Termino a leitura com a sensação de ter compartilhado por dias uma cuia de chimarrão, com a simpática gaúcha de Ijuí. Engraçado, porém longe de inédito, ter essa sensação sobre a personalidade de alguém que, como tantas outras pessoas presentes em meu dia a dia, nunca vi o rosto, mas neste caso também nunca ouvi a voz, aliás, creio que assim que terminar esse texto vou para o YouTube para conhecer o jeito de falar de minha nova amiga de palavras.

O livro que me refiro é uma rica coletânea de colunas publicadas pela autora ao longo de alguns anos, no blog da Revista Época. Esta característica me permitiu experimentar um novo jeito de ler, pois vez ou outra impactado diante da qualidade da escrita e da beleza das ideias, eu podia correr para a internet, dar um Google no título da coluna, chegar até o texto e, como em um passe de mágica, compartilhar aquele tesouro recém-descoberto com toda minha rede de ‘amigos tecida pela vida’ e pelo Facebook.

Não me lembro se compartilhei por lá, mas vale a pena ler e se emocionar com as histórias cruzadas e apartadas de Pedro e João, personagens reais de uma tragédia social, que oprime e exclui pessoas com orientações sexuais diferentes do padrão hétero: http://revistaepoca.globo.com/Sociedade/eliane-brum/noticia/2012/01/pedro-e-joao-historia-de-dois-meninos-gays-e-uma-infancia-devastada.html.

O livro traz com beleza e verdade as possibilidades e consequências de se envelhecer. Não se trata neste caso de uma verdade pregada como única, mas sim de uma verdade compartilhada por alguém que reflete sobre a possibilidade de ser velha, com base nos exemplos de outros, e no jeito de viver de si própria. Eliane clama pelo direito de ser chamada de velha, e concordando ou não com ela, o texto nos permite refletir o quanto podemos ser mais críticos e criteriosos, diante da liberdade que nos é dada frente ao mar de possibilidades que é a nossa Língua Portuguesa: http://revistaepoca.globo.com/Sociedade/eliane-brum/noticia/2012/02/me-chamem-de-velha.html.

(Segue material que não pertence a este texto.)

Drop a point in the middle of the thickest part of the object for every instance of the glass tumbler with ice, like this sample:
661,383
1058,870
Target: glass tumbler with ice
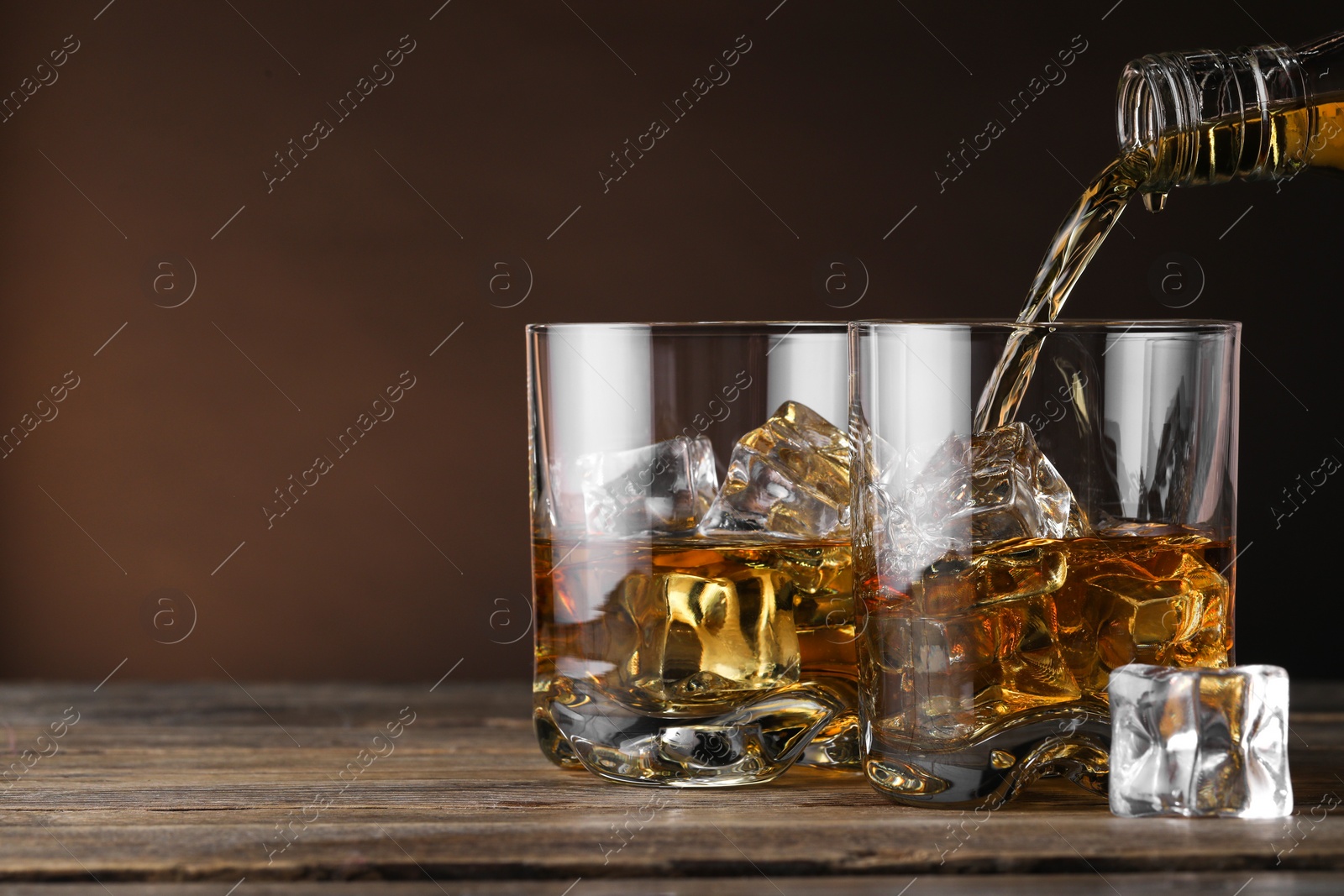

Mais do que bons textos, A Menina Quebrada nos conecta o tempo todo a outros livros, filmes e produções artísticas, graças ao ímpeto característico da autora em compartilhar tudo aquilo que reconhece como bom.

Acredito que em alguma medida essa coluna configura-se em uma devolutiva ou, quem sabe, até a materialização de um aprendizado de minha parte com o exemplo proposto e praticado por ela ao longo de páginas e mais páginas, onde compartilhar bons conteúdos parece ser quase que uma profissão de fé, somada ao carinho com que Eliane nos brinda com seus textos.

Para finalizar, compartilho com vocês um texto que acabou contribuindo para que eu pudesse olhar diferente para uma foto que eu nunca vi. Pois é, deixa-me explicar melhor. Mesmo sendo cego, sempre me causou desconforto como militante que se percebe de esquerda, independentemente de questões partidárias, uma foto em que o ex-presidente Lula, ao cumprimentar Paulo Maluf, selava um compromisso entre os dois partidos em torno da busca pela eleição do atual prefeito da cidade de São Paulo, Fernando Haddad. O texto fala por si, então me despeço deixando o link – http://revistaepoca.globo.com/Sociedade/eliane-brum/noticia/2012/06/quem-esta-com-lula-e-maluf-na-foto-alem-de-haddad.html – e meus agradecimentos a Eliane Brum, que espero daqui a algum tempo reencontrar por meio de uma de suas muitas obras, ou quem sabe até conhecer e trocar ideias pessoalmente em algum canto deste Brasil, que, como ela mais ou menos definiu, ‘seja de Belém ou da periferia de São Paulo, nunca voltamos como lá chegamos’.

Carlos Ferrari é presidente da Avape (Associação para Valorização de Pessoas com Deficiência), faz parte da diretoria executiva da ONCB (Organização Nacional de Cegos do Brasil) e é atual integrante do CNS (Conselho Nacional de Saúde).